Re: Concurrent bidirectional one-to-many map?

From:

Tom Anderson <twic@urchin.earth.li>

Newsgroups:

comp.lang.java.programmer

Date:

Sun, 8 May 2011 04:51:58 +0100

Message-ID:

<alpine.DEB.2.00.1105080428540.28763@urchin.earth.li>

On Sat, 7 May 2011, Patricia Shanahan wrote:

On 5/7/2011 2:43 AM, Sebastian wrote:
...

To give an example, I'm trying to solve a problem like this:
Associate tasks with workspaces, where a workspace may hold many
tasks,but a task may be associate with at most one workspace.

...

I'd deal with that sort of problem by having a custom data structure
that uses java.util structures in its implementation.

That's an eminently sensible course of action.

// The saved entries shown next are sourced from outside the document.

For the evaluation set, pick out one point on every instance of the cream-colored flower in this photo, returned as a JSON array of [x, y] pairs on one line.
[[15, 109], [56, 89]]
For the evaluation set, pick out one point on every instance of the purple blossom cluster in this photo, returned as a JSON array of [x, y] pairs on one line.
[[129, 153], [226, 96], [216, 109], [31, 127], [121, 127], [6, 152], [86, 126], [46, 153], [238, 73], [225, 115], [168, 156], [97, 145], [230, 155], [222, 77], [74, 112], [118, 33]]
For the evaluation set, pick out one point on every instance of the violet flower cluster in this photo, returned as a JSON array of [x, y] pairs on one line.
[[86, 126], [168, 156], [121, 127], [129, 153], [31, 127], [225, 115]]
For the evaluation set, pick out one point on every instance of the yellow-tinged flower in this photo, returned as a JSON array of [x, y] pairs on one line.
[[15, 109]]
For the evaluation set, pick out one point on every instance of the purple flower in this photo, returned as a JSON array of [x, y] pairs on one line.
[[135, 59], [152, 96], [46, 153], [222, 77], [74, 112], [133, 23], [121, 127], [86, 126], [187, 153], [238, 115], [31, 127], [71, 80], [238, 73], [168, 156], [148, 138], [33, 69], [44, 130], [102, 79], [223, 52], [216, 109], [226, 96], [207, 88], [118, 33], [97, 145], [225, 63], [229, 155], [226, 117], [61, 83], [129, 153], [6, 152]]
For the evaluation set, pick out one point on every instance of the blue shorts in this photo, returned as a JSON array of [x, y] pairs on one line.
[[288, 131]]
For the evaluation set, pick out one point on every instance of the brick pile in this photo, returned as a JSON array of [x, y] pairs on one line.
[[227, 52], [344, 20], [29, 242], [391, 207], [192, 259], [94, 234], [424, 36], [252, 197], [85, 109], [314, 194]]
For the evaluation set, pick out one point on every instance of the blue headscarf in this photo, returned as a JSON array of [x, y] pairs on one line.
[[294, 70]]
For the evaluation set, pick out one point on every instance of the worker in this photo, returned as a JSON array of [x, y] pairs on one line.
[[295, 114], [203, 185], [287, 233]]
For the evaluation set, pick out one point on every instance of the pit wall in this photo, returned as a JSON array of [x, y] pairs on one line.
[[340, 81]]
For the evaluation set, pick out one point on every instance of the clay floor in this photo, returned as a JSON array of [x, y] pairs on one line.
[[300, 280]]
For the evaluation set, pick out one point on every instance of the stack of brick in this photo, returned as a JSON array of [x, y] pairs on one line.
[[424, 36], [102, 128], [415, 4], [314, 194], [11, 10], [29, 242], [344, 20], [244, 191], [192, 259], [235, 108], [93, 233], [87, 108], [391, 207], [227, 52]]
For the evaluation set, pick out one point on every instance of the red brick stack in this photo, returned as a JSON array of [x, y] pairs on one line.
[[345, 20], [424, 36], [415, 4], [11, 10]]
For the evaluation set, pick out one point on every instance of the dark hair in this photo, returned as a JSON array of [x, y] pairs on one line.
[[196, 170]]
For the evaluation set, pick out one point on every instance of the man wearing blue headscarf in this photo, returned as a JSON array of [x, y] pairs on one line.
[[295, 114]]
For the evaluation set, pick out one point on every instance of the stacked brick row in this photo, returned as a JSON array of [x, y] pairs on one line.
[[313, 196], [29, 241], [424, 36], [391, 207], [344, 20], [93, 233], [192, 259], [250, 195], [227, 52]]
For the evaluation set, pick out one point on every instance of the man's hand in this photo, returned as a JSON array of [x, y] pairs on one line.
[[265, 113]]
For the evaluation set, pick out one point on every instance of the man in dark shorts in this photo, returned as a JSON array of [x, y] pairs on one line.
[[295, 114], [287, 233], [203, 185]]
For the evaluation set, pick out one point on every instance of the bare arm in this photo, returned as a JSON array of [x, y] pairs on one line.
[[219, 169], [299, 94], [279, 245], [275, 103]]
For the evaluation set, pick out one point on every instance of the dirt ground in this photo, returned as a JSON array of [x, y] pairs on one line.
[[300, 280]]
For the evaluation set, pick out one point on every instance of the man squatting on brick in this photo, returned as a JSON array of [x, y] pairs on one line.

The question then is what structures does it use, and how? Sebastian was
quite specific about the behaviour he needs from this custom structure;
simply telling him he should use standard structures to build it is not
that much more helpful than telling him he should use classes and methods
to build it.

I say this because this is not - that i can see - one of those cases where
the solution is a simple matter of combining existing parts. The central
problem is actually quite a tricky one; managing a bidirectional mapping
is one thing, doing it in a threadsafe concurrent manner is not that much
harder, nor is making it one-to-many, but i think the combination of
efficient thread safety and one-to-manyness is actually pretty tricky. You
can make it work, and work safely, by using a coarse-grained lock over a
suitable agglomeration of data structures (a map of keys to sets of
values, plus a backwards map of values to keys, say), but that has very
poor concurrency.

It's not obvious to me how to make it work correctly with good
concurrency; the ConcurrentHashMap approach is to stripe the locks, so as
to partition the hashtable into independently-locked domains, but to use
the same set of stripes for the reverse mapping, you would need to be able
to tell which stripe a value belongs to - and that can only be done by
looking it up in the very reverse mapping you are worrying about locking!
Can you have a separate set of stripes for the reverse mapping? Do you
need some multi-phase approach, where you determine the stripes without
locking, then acquire the locks to do the actual lookup or insertion? Is
there some lock-free voodoo which could be used? Is there any mileage in
using a union-find structure to collapse the sets of values into a single
representative which could participate in a 1:1 key-value mapping? I am
certainly not any sort of data structure guru, but i don't have answers to
any of those questions. That makes it a problem worth discussing here, in
my book. Does anyone have any ideas on how to do this?

tom

--
No man ever steps in the same river twice, for it's not the same river
and he's not the same man. -- Heraclitus